O Papel da Biotecnologia e das Sementes Geneticamente Modificadas
Um ponto chave na visão de Ferreira é a necessidade de modernizar a agricultura angolana, utilizando técnicas avançadas como a biotecnologia. Ele argumenta que o uso de sementes geneticamente modificadas pode aumentar a produtividade, melhorar a resistência das culturas a pragas e reduzir os custos de produção, contribuindo assim para a segurança alimentar a longo prazo.
Embora o governo tenha dado um passo positivo ao criar o Comitê de Sementes Geneticamente Modificadas, Ferreira critica o atraso na implementação dessas medidas. Ele acredita que a regulamentação adequada e a responsabilidade no uso dessas tecnologias podem trazer grandes benefícios ao setor agrícola e à sustentabilidade do país.
Angola: Um Potencial Gigante Agrícola Ainda Não Realizado
Angola possui vastos recursos naturais, incluindo mais de 35 milhões de hectares de terras aráveis e grandes reservas de água. No entanto, o país ainda importa mais da metade dos alimentos que consome. Ferreira atribui essa dependência à falta de investimento adequado em infraestruturas agrícolas, baixa produtividade e desafios como o acesso a insumos e tecnologia. Ele acredita que, com o investimento certo e políticas agrícolas eficazes, Angola pode recuperar seu status de potência agrícola no continente africano.
O governo angolano, em parceria com o International Finance Corporation (IFC), está a implementar um projeto de seguro agrícola. Para Ferreira, essa é uma iniciativa positiva, já que o seguro pode mitigar os riscos enfrentados pelos agricultores, promover a estabilidade financeira e incentivar mais investimentos no setor.

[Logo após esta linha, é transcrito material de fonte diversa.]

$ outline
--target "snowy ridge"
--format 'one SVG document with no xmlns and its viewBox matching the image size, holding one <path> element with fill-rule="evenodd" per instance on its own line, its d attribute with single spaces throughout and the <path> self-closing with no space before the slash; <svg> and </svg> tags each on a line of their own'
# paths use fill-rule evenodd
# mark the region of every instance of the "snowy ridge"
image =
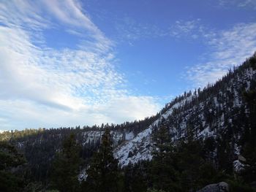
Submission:
<svg viewBox="0 0 256 192">
<path fill-rule="evenodd" d="M 192 98 L 192 96 L 176 103 L 162 114 L 160 118 L 148 128 L 117 147 L 114 151 L 114 156 L 119 160 L 119 165 L 123 167 L 127 166 L 129 163 L 135 164 L 141 160 L 151 160 L 152 158 L 151 152 L 154 149 L 151 141 L 153 127 L 157 126 L 162 118 L 166 119 L 174 109 L 182 107 L 186 102 L 190 101 Z"/>
<path fill-rule="evenodd" d="M 220 133 L 226 132 L 228 126 L 233 125 L 237 116 L 236 112 L 234 113 L 233 110 L 238 110 L 241 107 L 245 107 L 246 110 L 246 107 L 243 103 L 242 91 L 249 90 L 251 81 L 255 79 L 256 71 L 249 67 L 244 69 L 241 73 L 236 73 L 228 81 L 224 82 L 223 86 L 219 87 L 215 92 L 211 92 L 210 95 L 206 94 L 207 96 L 203 99 L 199 98 L 200 93 L 195 93 L 175 104 L 170 103 L 170 107 L 161 114 L 160 118 L 152 125 L 116 148 L 115 158 L 119 160 L 121 167 L 129 163 L 135 164 L 141 160 L 151 160 L 154 147 L 152 131 L 162 120 L 168 124 L 173 141 L 186 137 L 188 126 L 192 126 L 191 128 L 195 131 L 195 138 L 212 137 L 216 139 L 219 137 Z M 202 94 L 201 96 L 203 96 Z M 173 113 L 174 109 L 177 109 L 178 112 L 176 110 Z M 227 119 L 227 114 L 229 115 Z M 234 137 L 238 139 L 240 136 L 237 134 Z M 239 146 L 236 148 L 239 148 Z M 238 150 L 235 150 L 235 153 L 239 154 Z M 234 166 L 238 169 L 241 167 L 238 163 L 234 162 Z"/>
</svg>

OGE e a Agricultura: Desafios de Financiamento
Atualmente, o setor agrícola recebe menos de 2% do Orçamento Geral do Estado, um valor muito inferior à recomendação de 10% estipulada pela Declaração de Malabo. Ferreira enfatiza que sem um aumento substancial de investimento, será difícil desenvolver uma agricultura robusta e sustentável. O fracasso de iniciativas como o PRODESI e o PLANAPECUÁRIA, segundo ele, está diretamente relacionado à falta de uma mudança significativa no paradigma econômico.
Outro ponto relevante é o alto custo de produção de carne e peixe em Angola, o que os torna inacessíveis para grande parte da população. Ferreira sugere que os criadores de peixes e gado enfrentam dificuldades em acelerar a produção devido à falta de acesso a locais de produção eficientes e ao alto custo de insumos. Ele defende uma abordagem mais pragmática, com menos burocracia e o uso de instrumentos financeiros mais acessíveis para fomentar a produção de proteínas a preços mais baixos.
Para Fernando Ferreira, o futuro da prosperidade económica de Angola depende da capacidade do país de investir em sua própria produção. O aumento do financiamento ao setor agrícola, a modernização das técnicas de cultivo e a capacitação da mão-de-obra são passos essenciais para reduzir a dependência das importações e promover a segurança alimentar. Ao fortalecer o empresariado nacional e criar políticas eficazes, Angola poderá romper o ciclo de pobreza e insegurança alimentar, tornando-se, finalmente, uma potência agrícola em África.